What wasn't clear at the time Disney made this announcement was how it would affect the blockbuster franchises produced by Disney-owned Lucasfilm and Marvel. Neither company was mentioned in the initial announcement, and Netflix later announced it was in "active discussions" with Disney to try and hang on to films like Rogue One and Doctor Strange.
Now Disney has confirmed it: If you want to stream Lucasfilm or Marvel movies, you're gonna have to get the app.
"[The app] will have the entire output of the studio, animation, live action at Disney, including Pixar, Star Wars and all the Marvel films," Disney CEO Bob Iger said Thursday at the Bank of America Merrill Lynch 2017 Media, Communications and Entertainment Conference.

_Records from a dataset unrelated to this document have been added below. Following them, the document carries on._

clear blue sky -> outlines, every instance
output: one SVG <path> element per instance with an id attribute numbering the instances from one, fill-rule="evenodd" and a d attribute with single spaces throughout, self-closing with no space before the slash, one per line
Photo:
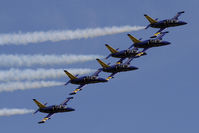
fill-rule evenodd
<path id="1" fill-rule="evenodd" d="M 172 42 L 170 46 L 150 49 L 147 56 L 134 60 L 132 65 L 139 70 L 118 74 L 106 84 L 86 86 L 69 103 L 75 112 L 56 114 L 42 125 L 37 122 L 46 114 L 0 117 L 1 132 L 198 133 L 198 5 L 198 0 L 1 0 L 0 33 L 145 26 L 148 24 L 145 13 L 165 19 L 182 10 L 185 14 L 180 19 L 188 22 L 186 26 L 169 29 L 164 39 Z M 147 39 L 155 31 L 149 28 L 131 34 Z M 131 45 L 126 33 L 122 33 L 56 43 L 1 46 L 0 53 L 107 55 L 105 43 L 121 49 Z M 99 65 L 93 61 L 54 68 L 68 67 L 97 68 Z M 36 109 L 32 98 L 49 105 L 59 104 L 75 87 L 0 93 L 0 108 Z"/>

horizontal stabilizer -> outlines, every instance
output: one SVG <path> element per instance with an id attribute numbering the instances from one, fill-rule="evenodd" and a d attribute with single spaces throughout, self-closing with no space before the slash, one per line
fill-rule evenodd
<path id="1" fill-rule="evenodd" d="M 112 48 L 112 47 L 111 47 L 111 46 L 109 46 L 108 44 L 105 44 L 105 46 L 108 48 L 108 50 L 109 50 L 112 54 L 114 54 L 114 53 L 117 53 L 117 52 L 118 52 L 116 49 Z"/>
<path id="2" fill-rule="evenodd" d="M 42 103 L 40 103 L 40 102 L 37 101 L 36 99 L 33 99 L 33 101 L 37 104 L 37 106 L 38 106 L 39 108 L 45 108 L 45 107 L 46 107 L 45 105 L 43 105 Z"/>
<path id="3" fill-rule="evenodd" d="M 68 71 L 64 70 L 64 72 L 66 73 L 66 75 L 71 79 L 77 79 L 77 77 L 75 77 L 74 75 L 72 75 L 71 73 L 69 73 Z"/>
<path id="4" fill-rule="evenodd" d="M 127 34 L 128 37 L 133 41 L 133 43 L 140 43 L 141 41 L 138 40 L 137 38 L 135 38 L 134 36 L 132 36 L 131 34 Z"/>
<path id="5" fill-rule="evenodd" d="M 152 19 L 152 18 L 149 17 L 148 15 L 144 14 L 144 16 L 146 17 L 146 19 L 147 19 L 151 24 L 157 23 L 156 20 Z"/>
<path id="6" fill-rule="evenodd" d="M 107 65 L 106 63 L 104 63 L 103 61 L 101 61 L 100 59 L 96 59 L 98 61 L 98 63 L 103 67 L 103 68 L 107 68 L 110 67 L 109 65 Z"/>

Iger also announced that the app is expected to launch in late 2019, and will feature exclusive original content including four to five new TV series and three to four films, adding incentive for subscribers.
“We’re going to launch big, and we’re going to launch hot," Iger said.
One thing Iger did not reveal: just how much this service will set us back in subscription fees each month, though he did promise will hear more in the "months ahead."
For a lot of fans, this confirms their worst fears about the future of subscription streaming services. Many consumers have already abandoned their cable and satellite packages in favor of a diet of streaming only, but the ongoing expansion of the streaming market is creating a tangled web of fees and payment structures that might end up even more expensive than the best cable packages. It's a growing bubble that may be reaching a bursting point in the coming years.
This is Disney we're talking about, though, which means we're not just dealing with another TV network attempting to entice viewers with a streaming platform. This isn't a few original series and a handful of films from the last five years or so. This is 500 movies, 7,000 episodes of television, short films, and new original programming to top it all off. It'll be interesting to see how well this launch really goes.